Sabalis on Museum Education and Public Speaking

English PhD candidate Samantha Sabalis discusses her pedagogical tactic of using museum education to improve students' public speaking. Sabalis will discuss her findings at the College English Association Annual Conference in Denver in March.
 

Creating the Museum Experience: Using Museum Education to Teach Oral Presentation Skills in the Composition Classroom
By Samantha Sabalis

One of the biggest challenges I face in the Composition and Rhetoric classroom is teaching students to give the same level of attention to their oral presentations as they do to their written assignments. In the past, many student presentations have been disjointed, confusing, or monotonous, with presenters who were crippled by shyness or showed no evidence of practicing their material beforehand. I tackled these issues through a new final project: a series of readings and written assignments that culminated in an oral presentation on a work of art, given on-site at the Metropolitan Museum of Art.

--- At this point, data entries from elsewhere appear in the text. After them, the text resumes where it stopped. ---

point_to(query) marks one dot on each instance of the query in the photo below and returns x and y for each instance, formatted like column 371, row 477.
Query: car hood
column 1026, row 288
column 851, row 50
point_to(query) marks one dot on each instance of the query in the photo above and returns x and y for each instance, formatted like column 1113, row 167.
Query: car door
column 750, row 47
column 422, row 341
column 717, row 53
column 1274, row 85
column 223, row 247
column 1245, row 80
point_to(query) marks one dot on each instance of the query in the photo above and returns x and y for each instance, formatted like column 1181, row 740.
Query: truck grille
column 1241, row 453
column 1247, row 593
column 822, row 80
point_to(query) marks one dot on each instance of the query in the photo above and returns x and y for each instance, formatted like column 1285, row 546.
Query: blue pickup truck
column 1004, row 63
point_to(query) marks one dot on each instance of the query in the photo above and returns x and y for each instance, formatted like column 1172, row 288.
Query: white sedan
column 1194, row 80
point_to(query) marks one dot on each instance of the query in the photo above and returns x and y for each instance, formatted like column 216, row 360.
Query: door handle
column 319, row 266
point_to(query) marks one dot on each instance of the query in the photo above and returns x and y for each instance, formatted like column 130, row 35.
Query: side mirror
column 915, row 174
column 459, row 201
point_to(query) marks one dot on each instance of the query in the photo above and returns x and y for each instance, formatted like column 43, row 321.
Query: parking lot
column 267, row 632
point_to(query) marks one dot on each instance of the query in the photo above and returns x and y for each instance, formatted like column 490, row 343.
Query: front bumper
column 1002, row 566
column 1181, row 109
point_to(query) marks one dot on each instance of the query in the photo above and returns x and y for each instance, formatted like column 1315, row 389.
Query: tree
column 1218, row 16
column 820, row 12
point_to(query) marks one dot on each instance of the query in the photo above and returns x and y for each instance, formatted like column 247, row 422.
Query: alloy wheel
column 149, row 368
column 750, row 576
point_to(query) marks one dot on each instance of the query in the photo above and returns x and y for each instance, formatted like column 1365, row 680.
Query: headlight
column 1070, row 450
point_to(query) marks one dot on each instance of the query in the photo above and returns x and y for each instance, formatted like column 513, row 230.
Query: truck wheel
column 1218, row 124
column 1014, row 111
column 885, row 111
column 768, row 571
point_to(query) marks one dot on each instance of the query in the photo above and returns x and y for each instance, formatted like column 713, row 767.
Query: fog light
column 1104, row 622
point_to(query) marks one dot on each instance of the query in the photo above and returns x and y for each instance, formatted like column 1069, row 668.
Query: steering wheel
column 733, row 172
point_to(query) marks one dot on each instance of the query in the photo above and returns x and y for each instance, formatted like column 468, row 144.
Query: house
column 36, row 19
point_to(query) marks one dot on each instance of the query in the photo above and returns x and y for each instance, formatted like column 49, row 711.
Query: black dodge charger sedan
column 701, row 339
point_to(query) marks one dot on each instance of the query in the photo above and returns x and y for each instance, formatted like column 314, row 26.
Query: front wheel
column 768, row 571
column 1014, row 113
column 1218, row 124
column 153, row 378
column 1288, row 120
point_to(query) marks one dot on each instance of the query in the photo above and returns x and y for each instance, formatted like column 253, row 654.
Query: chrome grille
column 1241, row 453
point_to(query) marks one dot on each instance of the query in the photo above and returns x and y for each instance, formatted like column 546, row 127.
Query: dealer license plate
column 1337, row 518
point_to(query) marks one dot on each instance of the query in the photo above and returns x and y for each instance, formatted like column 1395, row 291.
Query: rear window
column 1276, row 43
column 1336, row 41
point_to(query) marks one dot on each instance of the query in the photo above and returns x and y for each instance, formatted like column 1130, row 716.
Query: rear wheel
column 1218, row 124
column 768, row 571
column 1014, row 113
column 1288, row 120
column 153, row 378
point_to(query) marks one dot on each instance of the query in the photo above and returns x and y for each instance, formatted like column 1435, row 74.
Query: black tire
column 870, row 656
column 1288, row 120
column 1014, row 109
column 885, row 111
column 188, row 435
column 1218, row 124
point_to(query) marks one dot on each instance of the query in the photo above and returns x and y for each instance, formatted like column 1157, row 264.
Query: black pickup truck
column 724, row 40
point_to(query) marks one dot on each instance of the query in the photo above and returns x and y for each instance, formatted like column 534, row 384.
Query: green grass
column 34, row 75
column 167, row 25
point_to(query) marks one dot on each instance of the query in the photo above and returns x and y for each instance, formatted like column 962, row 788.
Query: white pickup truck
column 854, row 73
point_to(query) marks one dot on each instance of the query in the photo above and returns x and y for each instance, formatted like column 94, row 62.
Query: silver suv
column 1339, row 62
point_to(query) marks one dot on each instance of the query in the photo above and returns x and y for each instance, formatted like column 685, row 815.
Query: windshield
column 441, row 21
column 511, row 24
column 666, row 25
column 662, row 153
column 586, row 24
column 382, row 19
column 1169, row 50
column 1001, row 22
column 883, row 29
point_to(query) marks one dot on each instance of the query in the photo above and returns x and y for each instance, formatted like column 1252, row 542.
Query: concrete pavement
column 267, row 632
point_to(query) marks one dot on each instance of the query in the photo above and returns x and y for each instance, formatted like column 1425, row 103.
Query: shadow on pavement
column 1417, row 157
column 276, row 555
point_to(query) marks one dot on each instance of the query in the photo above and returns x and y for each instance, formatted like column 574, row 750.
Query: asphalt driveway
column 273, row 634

In this project, I wanted to combine my experience as a teacher of Composition and Rhetoric at Fordham with my training in museum education, first as a docent at the Morgan Library and Museum and later as an intern at the Rubin Museum of Art. Focusing as much on engaging a diverse community of visitors as it does on teaching scholarly content, museum education offers many techniques for creating presentations that are both informative and engaging. Most notably, its focus on object-based learning can be easily adapted to teach students how to better integrate evidence and visual aids like Powerpoint into presentations. By using museum resources, I also wanted to expand my classroom to include the cultural landscape of New York City, drawing on Fordham’s motto that “New York is my campus.”

As well as training my students as apprentice museum educators who did not simply memorize their research but instead made it comprehensible and engaging to a diverse group of listeners, I also encouraged them use their experiences as audience members to prepare their presentations. On a class trip to hear a museum tour, students considered not only the content but the rhetoric of the tour, reflecting on how the docent increased their interest in the objects on display or how she confused or alienated them, and developing their own techniques based on their experiences.

In their final presentations, my students rose to the challenge of the new public setting, tailoring their material to suit their audiences and giving confident and fluent interpretations of objects that included an Yves St. Laurent jumpsuit, a Colt Revolver, a Chinese Buddhist mural, and an Etruscan chariot, alongside the more conventional Monet paintings and Classical sculptures. Though initially daunted by new space and by the prospect of strangers listening to them, they all thrived in the museum setting and said the additional listeners only increased their confidence.

In March, I will introduce fellow Composition teachers to my project at the College English Association Annual Conference in Denver. Through my description of my project and through students’ reflections on their experiences, I hope to show how incorporating museum education and using a museum as a class location can enliven and enrich students’ oral presentations, improving their skill and their confidence as presenters.